Set-up trades the long, scrolling highway for a handful of road tiles feeding directly into the circular arena. Once a car enters, it can't leave β every round becomes a tight-quarters brawl instead of a chase. Scrap is earned mainly through combat: landing a hit or finishing off an opponent's car hands scrap to whoever's turn it is, regardless of who actually delivered the final blow, since that player is treated as the one who caused the chaos. A second stream of scrap comes from parking in the round's spotlight space, which Turbo Tina calls out via a new card revealed at the end of every round.
That same Turbo Tina card also activates the arena's Killer Pillars β hazard tiles that destroy anything parked on them β keeping players from simply camping in a safe corner. Party Favor tokens scattered around the arena hand out small ability boosts or bonus scrap when collected, while each player also holds a one-time Witness Me card that can be played at the start of a turn to multiply scrap earned from that turn's damage and destruction, a high-risk, high-reward swing that can flip the standings late in the game.
The twelve Super-Weapon cards are the expansion's standout addition, giving every car in the game a unique, powerful ability, and they combine especially well with the Choppe Shoppe expansion if you own it. The game ends the round after any single player loses their entire crew, at which point the surviving player with the most scrap wins.
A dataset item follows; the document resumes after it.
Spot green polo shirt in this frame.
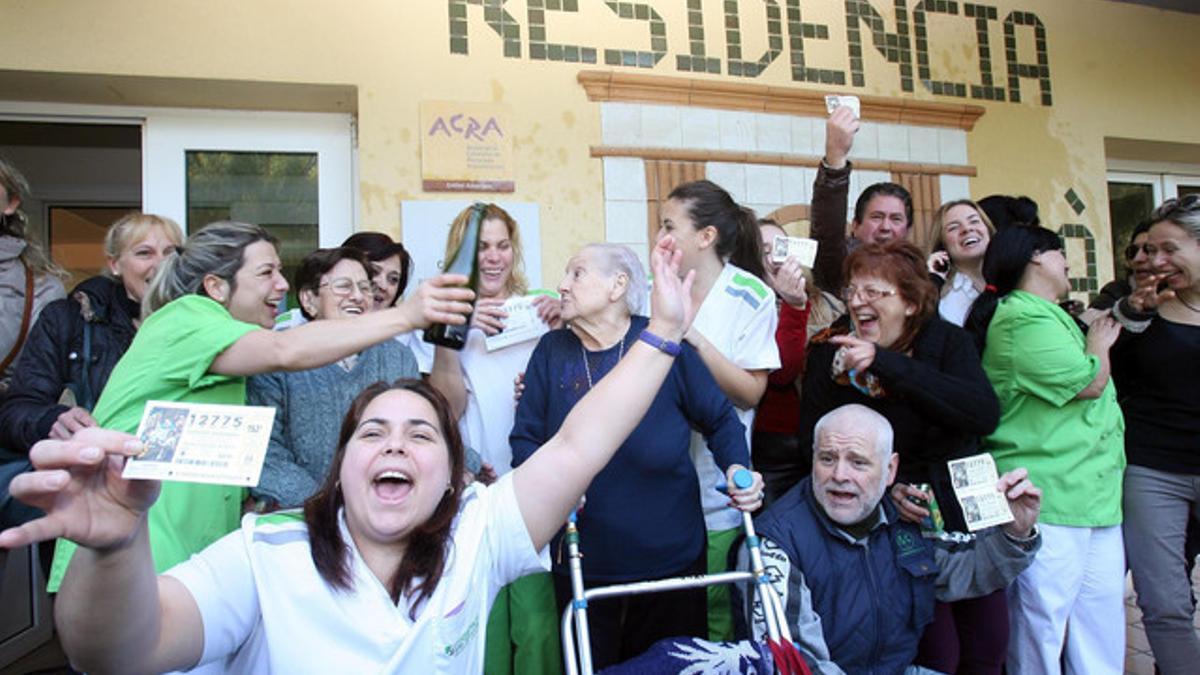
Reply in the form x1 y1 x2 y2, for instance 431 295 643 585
49 295 259 591
981 290 1124 527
It's a meaningfully different structure from the racing-focused base game, though it inherits the same core movement, slamming, and shooting mechanics β so anyone comfortable with Thunder Road: Vendetta can learn the arena mode in minutes.
Rating Breakdown
Pros & Cons
β What We Love
- A genuinely different game mode, not just new pieces for the same race
- Close-quarters arena forces constant player interaction, no more outrunning fights
- Super-Weapon cards give every vehicle a memorable signature move
- Turbo Tina cards keep every round unpredictable and tense
- Adds a full 5th crew usable in the standard race mode too
- Stunning arena board art that matches the base game's grindhouse style
β What Could Be Better
- Five-player games can still run long despite the arena's tighter footprint
- Considered a "nice to have" rather than an essential purchase by most reviewers
- Loses the escalating highway tension that defines the base game's identity
- Two-player games work better in the base race mode than in the arena
- Not a standalone product β the base game is required to play
Who Is This Expansion For?
π― Perfect For:
- Groups who've played the base game a lot and want a fresh game mode
- Players who enjoy close-quarters brawls over long chases
- Fans who want a full 5th crew without needing another expansion
- Anyone collecting the full Thunder Road: Vendetta expansion line-up
β Not Ideal For:
- New players who don't yet own Thunder Road: Vendetta
- Groups who love the racing-to-the-finish structure of the base game
- Anyone shopping for their very first Thunder Road: Vendetta expansion
- New to the game? Start with our Thunder Road: Vendetta review to see if the base game is right for your group.
- Want a fifth player without the arena mode? Check out our Big Rig & The Final 5 review for two brand-new crews instead.
πͺ Final Verdict
Carnival of Chaos succeeds at exactly what it sets out to do: give Thunder Road: Vendetta a genuinely different way to play, not just another set of vehicles. Trading the race for a scrap-fueled arena brawl amplifies the base game's chaotic, take-that energy and gives every car a shot at a signature Super-Weapon moment. It's not the expansion to buy first, and it won't replace the thrill of the original highway chase for everyone β but for groups who already love the core game and want a change of pace, Turbo Tina's arena delivers a memorable, well-produced detour.